Martin Gardner, one of the world’s most renowned science journalists, dedicated one of his books to a certain OSVVZ ZYTZC KJLQZ. Can a reader decipher this encrypted name?
For decades, I have enjoyed the books of US popular science writer Martin Gardner (1914-2010).
Already in my school days, I loved Gardner’s famous books about recreational mathematics, which are based on his long-running column in the Scientific American. Like me, Gardner was a member of the skeptics society of his home country (in his case it was CSI, in my case it’s the GWUP). His 1957 book Fads and Fallacies in the Name of Science, which I can highly recommend, became a classic and seminal work of the skeptical movement (my book Planeten und Propheten, which I can also highly recommend, was a little less successful, but I consider it a classic of the skeptical litertature, too ;-).
Martin Gardner was interested in cryptography. His Scientific American article A new kind of cipher that would take millions of years to break from August 1977 was the first publication describing the RSA crypto algorithm. It pre-dated even the research paper RSA inventors Rivest, Shamir and Adleman published.
Gardner wrote a cryptography book titled Codes, Ciphers and Secret Writing, which gives a basic introduction to the subject.
In my view, Codes, Ciphers and Secret Writing is not necessarily one of Gardner’s masterpieces. There are certainly better crypto books on the market.
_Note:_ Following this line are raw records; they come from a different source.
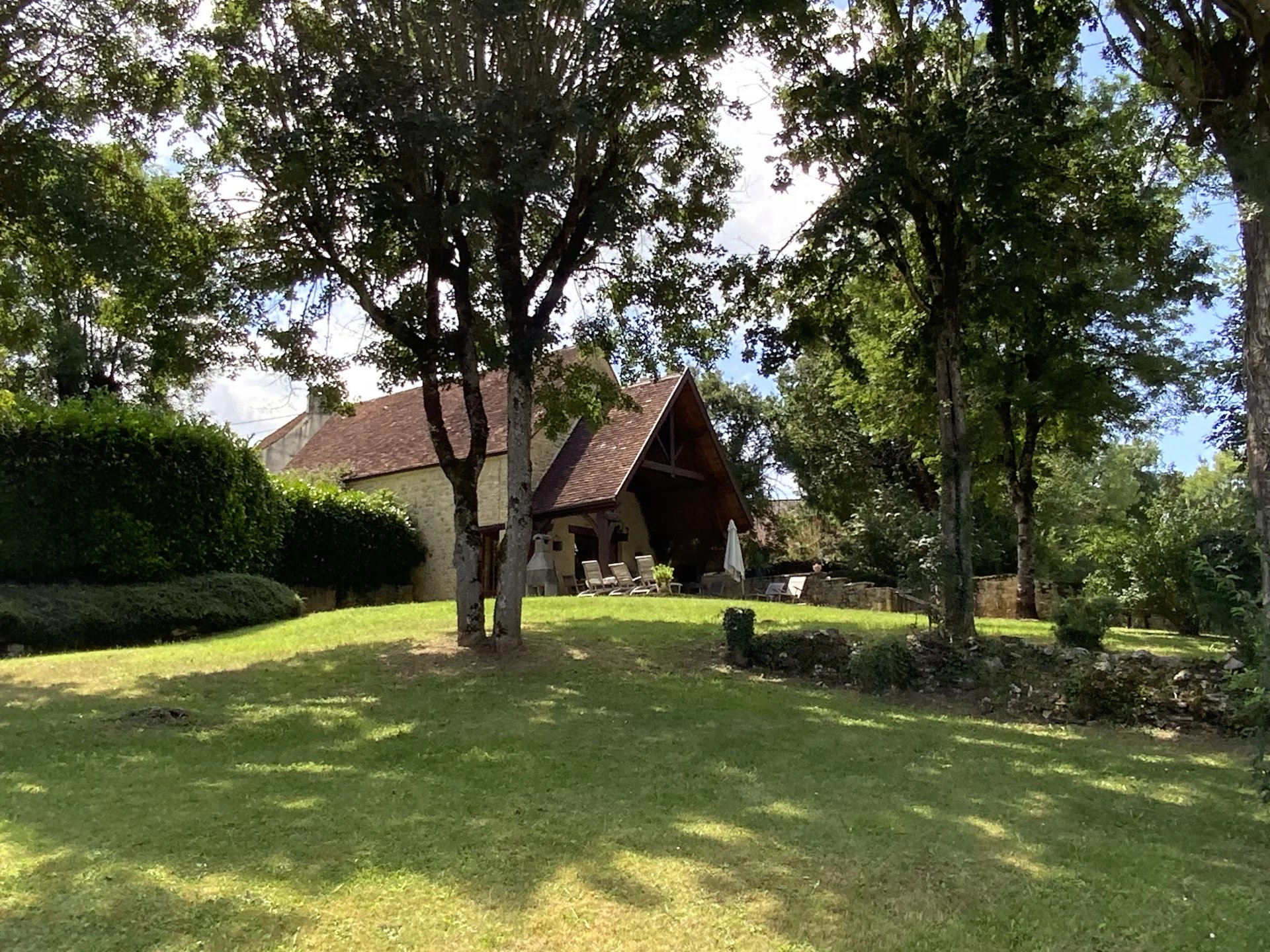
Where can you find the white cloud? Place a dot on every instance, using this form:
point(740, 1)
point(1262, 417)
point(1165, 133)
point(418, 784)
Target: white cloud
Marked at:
point(257, 403)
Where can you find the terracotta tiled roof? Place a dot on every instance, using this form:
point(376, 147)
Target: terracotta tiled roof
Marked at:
point(390, 434)
point(281, 432)
point(592, 467)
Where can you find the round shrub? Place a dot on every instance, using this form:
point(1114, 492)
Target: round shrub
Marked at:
point(103, 492)
point(878, 666)
point(343, 539)
point(1115, 695)
point(1083, 621)
point(738, 631)
point(75, 617)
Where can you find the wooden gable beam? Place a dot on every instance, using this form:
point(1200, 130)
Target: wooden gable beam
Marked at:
point(673, 470)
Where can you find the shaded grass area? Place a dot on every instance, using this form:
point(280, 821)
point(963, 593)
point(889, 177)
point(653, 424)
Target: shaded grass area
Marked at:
point(349, 781)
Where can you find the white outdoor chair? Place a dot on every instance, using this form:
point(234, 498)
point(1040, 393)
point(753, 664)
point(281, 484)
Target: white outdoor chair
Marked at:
point(626, 583)
point(792, 589)
point(597, 583)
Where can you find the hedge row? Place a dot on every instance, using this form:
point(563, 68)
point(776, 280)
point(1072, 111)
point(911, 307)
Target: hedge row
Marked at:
point(114, 493)
point(75, 617)
point(107, 493)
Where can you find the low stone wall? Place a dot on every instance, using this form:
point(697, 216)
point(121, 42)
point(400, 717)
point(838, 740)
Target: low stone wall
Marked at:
point(995, 597)
point(325, 601)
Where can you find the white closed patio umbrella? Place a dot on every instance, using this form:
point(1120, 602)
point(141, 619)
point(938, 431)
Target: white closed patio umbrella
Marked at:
point(733, 561)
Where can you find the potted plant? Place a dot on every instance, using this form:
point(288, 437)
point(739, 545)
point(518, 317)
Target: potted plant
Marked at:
point(663, 575)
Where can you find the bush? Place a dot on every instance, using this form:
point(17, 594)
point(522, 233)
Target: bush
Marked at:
point(74, 617)
point(102, 492)
point(1117, 695)
point(822, 654)
point(738, 631)
point(1083, 621)
point(878, 666)
point(343, 539)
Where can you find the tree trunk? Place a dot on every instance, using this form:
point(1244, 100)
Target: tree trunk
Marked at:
point(520, 516)
point(469, 600)
point(956, 574)
point(1255, 227)
point(1021, 481)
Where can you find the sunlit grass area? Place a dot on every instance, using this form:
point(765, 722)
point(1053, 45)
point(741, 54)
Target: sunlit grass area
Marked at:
point(352, 782)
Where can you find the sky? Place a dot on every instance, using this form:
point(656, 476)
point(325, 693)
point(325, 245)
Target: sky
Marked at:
point(255, 403)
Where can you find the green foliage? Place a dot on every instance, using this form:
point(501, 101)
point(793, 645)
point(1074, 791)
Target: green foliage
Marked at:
point(742, 416)
point(1118, 695)
point(120, 281)
point(77, 617)
point(342, 539)
point(111, 493)
point(1083, 621)
point(882, 666)
point(1224, 573)
point(1147, 559)
point(738, 633)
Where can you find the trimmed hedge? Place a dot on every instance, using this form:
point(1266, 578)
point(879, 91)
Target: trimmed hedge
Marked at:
point(343, 539)
point(75, 617)
point(108, 493)
point(103, 492)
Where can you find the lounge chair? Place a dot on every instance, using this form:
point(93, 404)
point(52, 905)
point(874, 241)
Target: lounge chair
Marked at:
point(626, 583)
point(647, 578)
point(597, 583)
point(792, 589)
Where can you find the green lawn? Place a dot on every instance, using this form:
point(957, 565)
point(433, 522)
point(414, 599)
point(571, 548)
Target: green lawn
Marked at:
point(355, 783)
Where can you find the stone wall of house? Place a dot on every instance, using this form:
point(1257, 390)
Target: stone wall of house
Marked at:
point(427, 494)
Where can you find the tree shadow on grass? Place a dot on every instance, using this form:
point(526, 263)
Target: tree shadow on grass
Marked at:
point(827, 818)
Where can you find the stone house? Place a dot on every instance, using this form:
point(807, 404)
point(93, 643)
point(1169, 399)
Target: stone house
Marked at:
point(652, 480)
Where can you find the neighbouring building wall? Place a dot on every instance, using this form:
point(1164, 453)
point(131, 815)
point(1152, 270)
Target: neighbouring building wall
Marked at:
point(277, 455)
point(427, 494)
point(630, 517)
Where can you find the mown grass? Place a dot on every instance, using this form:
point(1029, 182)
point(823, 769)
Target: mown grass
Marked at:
point(351, 782)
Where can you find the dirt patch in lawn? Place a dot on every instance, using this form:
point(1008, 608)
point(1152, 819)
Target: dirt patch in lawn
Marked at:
point(155, 716)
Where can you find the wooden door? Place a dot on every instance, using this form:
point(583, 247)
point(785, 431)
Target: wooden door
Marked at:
point(489, 563)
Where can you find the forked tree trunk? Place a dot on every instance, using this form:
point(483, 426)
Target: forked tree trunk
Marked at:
point(520, 514)
point(1021, 481)
point(1255, 229)
point(469, 598)
point(956, 573)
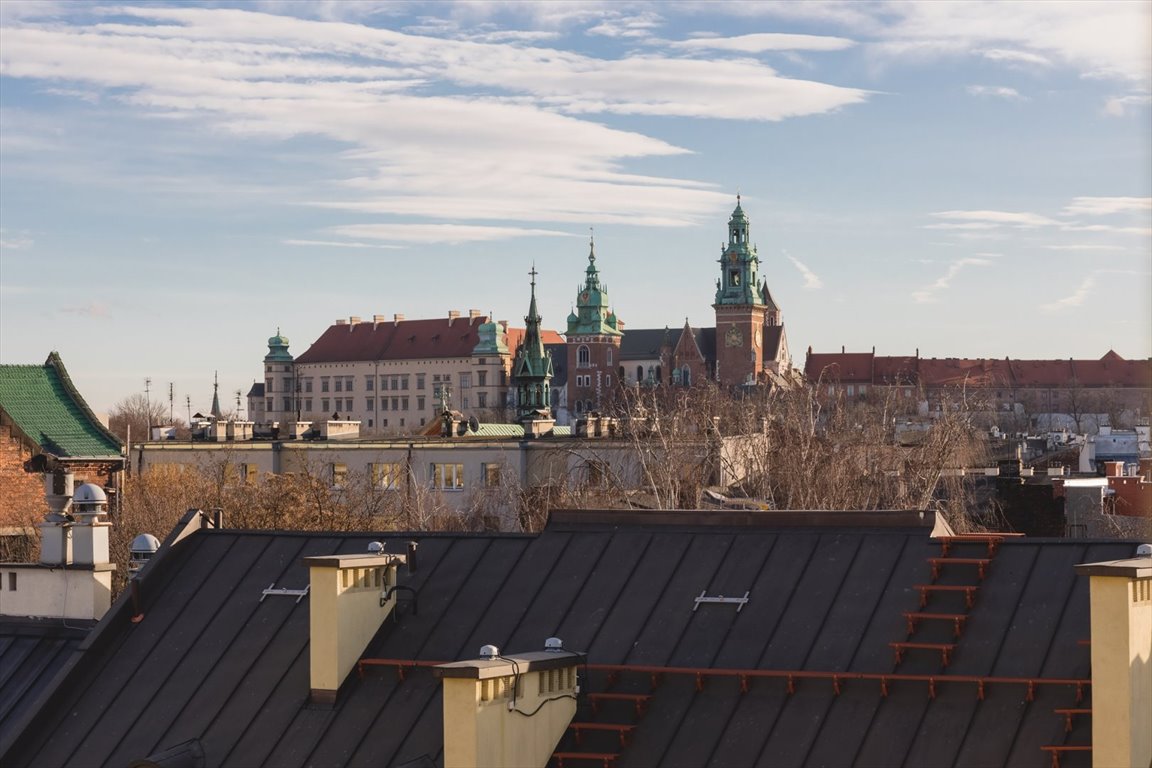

It’s a nice read, anyway.
Today, we only look at the first page of this book, which contains a dedication:
As can be seen, Gardner dedicated his crypto book to a person (or several persons) with the following name(s):
OSVVZ ZYTZC KJLQZ
Apparently, these 15 letters represent an encryption. The plaintext is not known to me.
Of course, this cryptogram is too short for a meaningful statistical analysis. At least, we can see that the letter Z appears four times, which means that over a fourth of the letters appearing in this ciphertext are Zs. It is hard to say, whether this cryptogram has been created with a MASC or another standard encryption technique. Perhaps, it’s a Vigenère cryptogram encrypted with a word that plays a certain role in the book.
Can a reader decipher this dedication? Is the solution already known? If you know something, please leave a comment.
Edited to add:
In the original version of the article, a letter of the transcription was wrong.